Upaya yang selama ini pernah dilakukan tentang Kampung Improvement Programme (KIP) oleh UNEP-UNDP Tahun 1978-1980 di daerah Babakan, nampaknya perlu menjadi agenda program Pemkot Surabaya yang berkelanjutan. Pendekatan yang lebih luas daripada pembangunan fisik, antara lain meningkatkan peran masyarakat melalui kelembagaan yang ada , antara lain RW . Sejalan dengan program tersebut, untuk mengatasi penduduk miskin kota, sebagai target group, tentunya upaya untuk meningkatkan kualitas lingkungan hidup hunian kumuh harus tetap ditingkatkan, antara lain penyediaan infrastruktur lingkungan , pengembangan lembaga permodalan usaha skala kecil dan penyelenggaraan pelatihan ketrampilan untuk bekal berusaha. Dalam hal ini Pemkot Surabaya sebaiknya dapat memberi kontribusi tambahan anggaran selain adanya anggaran dari APBN.

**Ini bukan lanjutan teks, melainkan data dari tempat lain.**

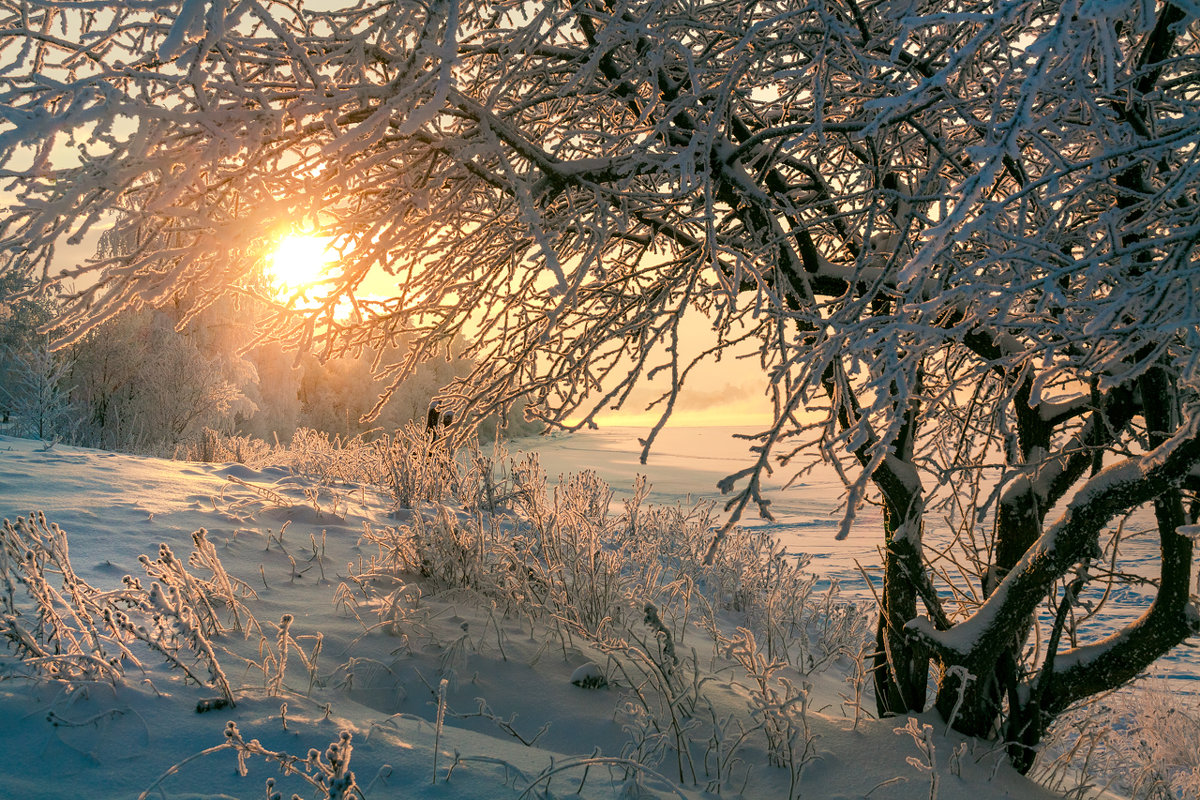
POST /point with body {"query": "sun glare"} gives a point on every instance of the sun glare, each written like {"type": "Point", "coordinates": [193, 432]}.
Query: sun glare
{"type": "Point", "coordinates": [299, 262]}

[1] Ahli Peneliti Utama di Puslit Kependudukan-LIPI. Saya mengucapkan terima kasih kepada rekan tim peneliti lain yang telah memberi masukan pada waktu penysusunan makalah ini.
[2] Permikiman squatter yang ada di bantaran rela kereta api antara lain di Rw 02, Kel. Sukomanunggal, dan yang menempati bantaran sungai antara lain di Rw I, Kel.Warugunung.